Expat Tax for Americans in Norway – What You Need To Know
Expat Tax In Norway – Expat Living In Norway
Norway is the northernmost of Scandinavian countries’ trio, sharing a long border with neighboring Sweden to the east. It’s the land of fjords, the aurora borealis, and so much more. Read on to discover essential tips on US Expat Tax In Norway.
Given its quality of life, stunning geography, human-friendly cities, pristine outdoors, and environmentally-conscious policies, it’s no wonder that living in Norway has long been a top choice for people in the know from all over the world. Norway is home to many breathtaking fjords. The massive inlets were carved into the land’s edge by slow-moving glaciers at the end of the last Ice Age, allowing the sea to rush in.

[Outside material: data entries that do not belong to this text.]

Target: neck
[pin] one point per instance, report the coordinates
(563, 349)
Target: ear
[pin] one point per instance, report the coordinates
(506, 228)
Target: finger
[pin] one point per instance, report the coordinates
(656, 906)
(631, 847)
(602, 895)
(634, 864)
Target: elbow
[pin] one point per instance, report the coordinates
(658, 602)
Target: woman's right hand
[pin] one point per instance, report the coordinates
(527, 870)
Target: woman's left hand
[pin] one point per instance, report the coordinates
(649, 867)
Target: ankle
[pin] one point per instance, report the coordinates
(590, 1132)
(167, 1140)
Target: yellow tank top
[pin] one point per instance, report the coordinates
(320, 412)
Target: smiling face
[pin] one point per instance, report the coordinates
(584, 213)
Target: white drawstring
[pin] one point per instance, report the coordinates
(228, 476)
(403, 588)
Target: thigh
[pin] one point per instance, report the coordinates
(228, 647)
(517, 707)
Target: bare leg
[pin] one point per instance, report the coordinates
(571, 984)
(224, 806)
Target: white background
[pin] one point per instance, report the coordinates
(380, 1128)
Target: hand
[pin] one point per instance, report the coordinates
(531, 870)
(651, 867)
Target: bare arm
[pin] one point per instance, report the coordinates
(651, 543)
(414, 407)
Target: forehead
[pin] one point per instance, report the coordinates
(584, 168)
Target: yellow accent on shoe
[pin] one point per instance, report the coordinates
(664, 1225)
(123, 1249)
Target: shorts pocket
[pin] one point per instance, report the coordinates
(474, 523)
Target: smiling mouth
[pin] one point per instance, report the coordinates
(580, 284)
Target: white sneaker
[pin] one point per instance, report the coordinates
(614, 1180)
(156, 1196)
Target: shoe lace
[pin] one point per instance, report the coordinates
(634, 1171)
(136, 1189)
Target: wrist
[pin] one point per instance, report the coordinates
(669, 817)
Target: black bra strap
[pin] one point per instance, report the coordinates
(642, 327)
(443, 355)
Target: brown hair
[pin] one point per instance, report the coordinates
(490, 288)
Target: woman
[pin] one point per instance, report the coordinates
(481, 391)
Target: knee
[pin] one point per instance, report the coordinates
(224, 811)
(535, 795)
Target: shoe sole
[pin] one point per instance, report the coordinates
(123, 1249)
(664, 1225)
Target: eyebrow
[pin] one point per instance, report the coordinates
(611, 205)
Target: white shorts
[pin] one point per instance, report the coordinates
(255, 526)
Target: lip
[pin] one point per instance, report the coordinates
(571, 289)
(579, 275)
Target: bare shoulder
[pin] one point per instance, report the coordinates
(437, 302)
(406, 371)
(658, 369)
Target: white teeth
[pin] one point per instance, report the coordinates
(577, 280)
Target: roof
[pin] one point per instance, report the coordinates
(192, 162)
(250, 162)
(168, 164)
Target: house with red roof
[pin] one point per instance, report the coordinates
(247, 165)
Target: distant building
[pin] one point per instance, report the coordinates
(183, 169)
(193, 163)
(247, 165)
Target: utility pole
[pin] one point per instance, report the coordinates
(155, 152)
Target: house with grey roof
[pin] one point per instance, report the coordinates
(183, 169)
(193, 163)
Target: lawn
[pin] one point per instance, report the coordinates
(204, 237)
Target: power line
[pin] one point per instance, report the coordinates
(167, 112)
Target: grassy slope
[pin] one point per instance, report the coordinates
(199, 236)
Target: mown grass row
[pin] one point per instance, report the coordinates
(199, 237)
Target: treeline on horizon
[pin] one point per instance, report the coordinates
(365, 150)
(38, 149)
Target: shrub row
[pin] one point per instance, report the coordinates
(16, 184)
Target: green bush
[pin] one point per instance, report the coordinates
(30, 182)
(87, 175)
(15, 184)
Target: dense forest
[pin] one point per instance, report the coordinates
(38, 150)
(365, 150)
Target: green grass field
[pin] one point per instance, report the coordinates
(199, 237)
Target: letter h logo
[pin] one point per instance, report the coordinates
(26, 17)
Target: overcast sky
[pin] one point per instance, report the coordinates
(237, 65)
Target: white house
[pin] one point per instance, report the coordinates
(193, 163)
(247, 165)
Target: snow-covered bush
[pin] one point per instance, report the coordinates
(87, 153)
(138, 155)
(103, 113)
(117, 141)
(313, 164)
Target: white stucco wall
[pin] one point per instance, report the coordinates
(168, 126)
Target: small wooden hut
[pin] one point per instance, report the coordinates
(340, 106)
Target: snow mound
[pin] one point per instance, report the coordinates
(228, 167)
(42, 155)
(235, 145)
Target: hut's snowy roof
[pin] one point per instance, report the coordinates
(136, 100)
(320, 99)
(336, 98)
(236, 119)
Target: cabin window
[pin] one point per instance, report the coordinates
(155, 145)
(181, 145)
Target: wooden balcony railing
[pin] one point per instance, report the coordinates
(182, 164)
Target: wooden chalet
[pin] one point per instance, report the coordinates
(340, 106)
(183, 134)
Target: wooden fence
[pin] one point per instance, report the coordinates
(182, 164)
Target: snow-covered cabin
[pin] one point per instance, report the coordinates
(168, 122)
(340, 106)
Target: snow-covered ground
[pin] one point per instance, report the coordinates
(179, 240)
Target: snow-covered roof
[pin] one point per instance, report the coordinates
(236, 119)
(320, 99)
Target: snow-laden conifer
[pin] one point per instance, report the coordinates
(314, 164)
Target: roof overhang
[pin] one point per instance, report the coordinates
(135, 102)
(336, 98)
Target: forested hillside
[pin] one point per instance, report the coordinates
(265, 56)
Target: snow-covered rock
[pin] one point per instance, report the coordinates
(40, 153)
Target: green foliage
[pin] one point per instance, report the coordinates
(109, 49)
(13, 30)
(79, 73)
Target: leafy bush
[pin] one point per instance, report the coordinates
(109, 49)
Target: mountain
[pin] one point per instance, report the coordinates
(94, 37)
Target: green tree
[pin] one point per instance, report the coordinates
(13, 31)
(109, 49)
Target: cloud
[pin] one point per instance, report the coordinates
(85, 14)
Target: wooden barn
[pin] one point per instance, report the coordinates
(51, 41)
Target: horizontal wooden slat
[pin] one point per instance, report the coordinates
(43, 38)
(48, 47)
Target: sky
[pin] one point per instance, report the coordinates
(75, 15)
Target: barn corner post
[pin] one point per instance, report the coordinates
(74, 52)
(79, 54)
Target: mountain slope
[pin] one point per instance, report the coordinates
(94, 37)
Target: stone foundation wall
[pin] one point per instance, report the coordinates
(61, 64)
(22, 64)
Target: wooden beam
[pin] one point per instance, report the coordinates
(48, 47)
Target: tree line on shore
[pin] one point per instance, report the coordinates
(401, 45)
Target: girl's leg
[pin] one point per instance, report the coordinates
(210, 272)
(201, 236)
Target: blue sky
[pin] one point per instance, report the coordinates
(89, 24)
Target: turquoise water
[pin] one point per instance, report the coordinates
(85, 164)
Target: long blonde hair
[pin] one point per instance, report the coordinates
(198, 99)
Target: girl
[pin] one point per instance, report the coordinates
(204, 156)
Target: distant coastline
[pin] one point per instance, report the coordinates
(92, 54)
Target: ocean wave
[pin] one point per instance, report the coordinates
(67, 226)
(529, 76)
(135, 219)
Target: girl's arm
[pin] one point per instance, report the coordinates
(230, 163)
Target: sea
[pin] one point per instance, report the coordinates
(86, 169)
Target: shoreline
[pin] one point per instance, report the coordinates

The Top 10 Cities In the Norway for expats:
- Oslo
- Tromsø
- Lofoten
- Bergen
- Geirangerfjord
- The Stavanger region
- Trondheim
- Kristiansand
- Eastern Norway
- The Svalbard Islands
About Norway
The southern and western parts of Norway, fully exposed to Atlantic storm fronts, experience more precipitation and have milder winters than the eastern and far northern regions. Areas to the east of the coastal mountains are in a rain shadow and have lower rain and snow totals than the west. Oslo’s lowlands have the warmest and sunniest summers and cold weather and snow during the winter months.
Norwegians enjoy the second-highest GDP per-capita among European countries (after Luxembourg) and the sixth-highest GDP (PPP) per-capita in the world. Today, Norway ranks as the second-wealthiest country in monetary value, with the largest capital reserve per capita of any nation.
Guide To U.S. Expat Tax In Norway
The Tax Samaritan country guide to U.S. ex-pat tax in Norway’s intent is to provide a general review of expat tax in Norway. And how that will impact your U.S. expatriate tax return as a U.S. Expat In Norway.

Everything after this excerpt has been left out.